Reactions during Autoclaving of AAC Blocks
In the first phase, a topochemical reaction takes place during which the lime and silica acid are the reactants.
Water doesn't happen within the actual rejection; it’s only built into the new formulations that are formed.
These reactions occur within the border areas of the raw materials, starting at the active spots (e.g. on the edges) of a crystal.
The second phase of the reaction will mainly involve the solvent phase where the lime and silica acid, both of them are dissolved in water, will react into insoluble calcium silicate hydrates.
These hydrates will form a structure.
Looking at this in a little more detail from when the green blocks enter the autoclave, the main reactions that occur are broadly as follows:
Over 2 hours or so, as the pressure and temperature increase, the normal cement hydration products that formed in the green state progressively disappears and the pulverized fly ash becomes reactive.

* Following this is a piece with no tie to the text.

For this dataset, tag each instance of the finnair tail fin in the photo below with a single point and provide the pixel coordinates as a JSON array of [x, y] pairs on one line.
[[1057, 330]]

C-S-H(I) forms, partly from silica derived from the pulverized fly ash.
As more pulverized fly ash reacts, calcium hydroxide from the lime and from cement hydration is gradually used up by the continued formation of C-S-H(I).
With continued autoclaving, 1.1 nm tobermorite starts to crystallize from the C-S-H(I); the total proportion of C-S-H(I) declines and that of 1.1 nm tobermorite gradually increases. C-S-H(I) is therefore mainly an intermediate compound.
The final hydration products are then principally: 1.1 nm tobermorite Possibly some residual C-S-H(I).
Chemistry of AAC Blocks
From the start to the end the simplified chemical reactions look as follows:
CaO+H20 → Ca(OH)2 + 65.2 KJ/mol
3 Ca(OH)2 + 2Al + 6 H2O → Ca3(Al(OH)6)2 + 3H2
6SiO2 + 5Ca(OH)2 → 5CaO. 6SiO2 · 5H2O
This is the final Tobermorite or Hydrated Calcium Silicate C5S6H5.